Question 65. Is there anything special in respect of wholesale activity?

Answer: Under to the Trademark practices here, the service "wholesale", which is different from the services "retail sales", is regarded as "a kind of method" for promoting/selling the products rather than "product services or goods" themselves so that such name should be designated such as "agency services for sporting goods, equipment, accessories and supplies; providing the management consultation for the above business and the related alliance."


Question 66. Under Taiwan practices, whether a submission of original or a certified copy of assignment is required?

Answer: Article 4(2) of the Patent Enforcement Rule provides that "original or true copy could be substituted by a copy thereof if stated to be the same with the original or true copy by the party provided that the documentary copy being an invalidating evidence shall be proved to be the same with the original or true copy thereof" where a documentary copy being an invalidating evidence means a copy of an evidence used for invalidating (cancelling) a patent.

Although there is not any specific article in the Patent Enforcement Rule saying that signatures of the attorney of record in Taiwan and that of the party can be considered equivalent. Nevertheless, in Part I, Page 1-1-4 of the Patent Examination Guidelines, there are the following explanations:

      1. An assignment, power of attorney, contract, ID, etc... could be substituted by a copy thereof if stated by the party or an
         attorney thereof to be the same with the original or true copy thereof;
      2. The word 'stated' means that the document submitted by the applicant could not thoroughly convince the IPO but have
          aroused a weak belief that what is stated is true;
      3. Sometimes, 'state' could be made through affidavit or statement, if required by IPO.
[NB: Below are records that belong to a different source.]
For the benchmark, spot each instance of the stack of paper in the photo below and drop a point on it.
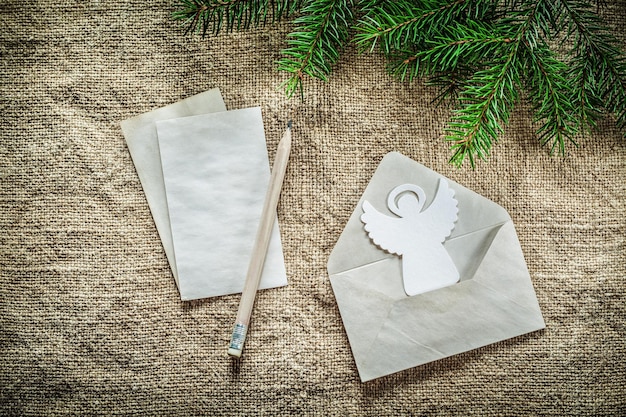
(205, 172)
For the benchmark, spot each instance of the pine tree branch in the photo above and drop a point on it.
(548, 91)
(202, 16)
(599, 65)
(486, 103)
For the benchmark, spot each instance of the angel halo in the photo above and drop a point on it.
(416, 235)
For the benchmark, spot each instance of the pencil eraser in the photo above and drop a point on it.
(234, 352)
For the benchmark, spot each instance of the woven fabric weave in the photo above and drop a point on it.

Since we are the attorney of the party, from the above, we could know that Taiwan IPO accepts that what we state is equivalent to what the party is assumed to state. If from the assignment a client provides, it is clear that the assignment is to be used for many applications in many countries and has been duly notarized, we would like not to doubt its reality or truthfulness, we would like to believe that the client would definitely like to state what we had stated, and more importantly, we could not believe that a foreign firm would provide us with a false copy. Accordingly, we could make a relevant statement, if based on our not weak belief, which is certainly acceptable before the IPO.

Specifically, such procedure could be known as 'standard practice' in Taiwan IPO, and will not generate any kind of disadvantage in any kind of proceedings in the future since we are just following what the Patent Examination Guidelines require. Further, no adverse precedent has been generated in this respect in the court till now.

Such statement is not an independent form but is a clause of the standard transmittal form.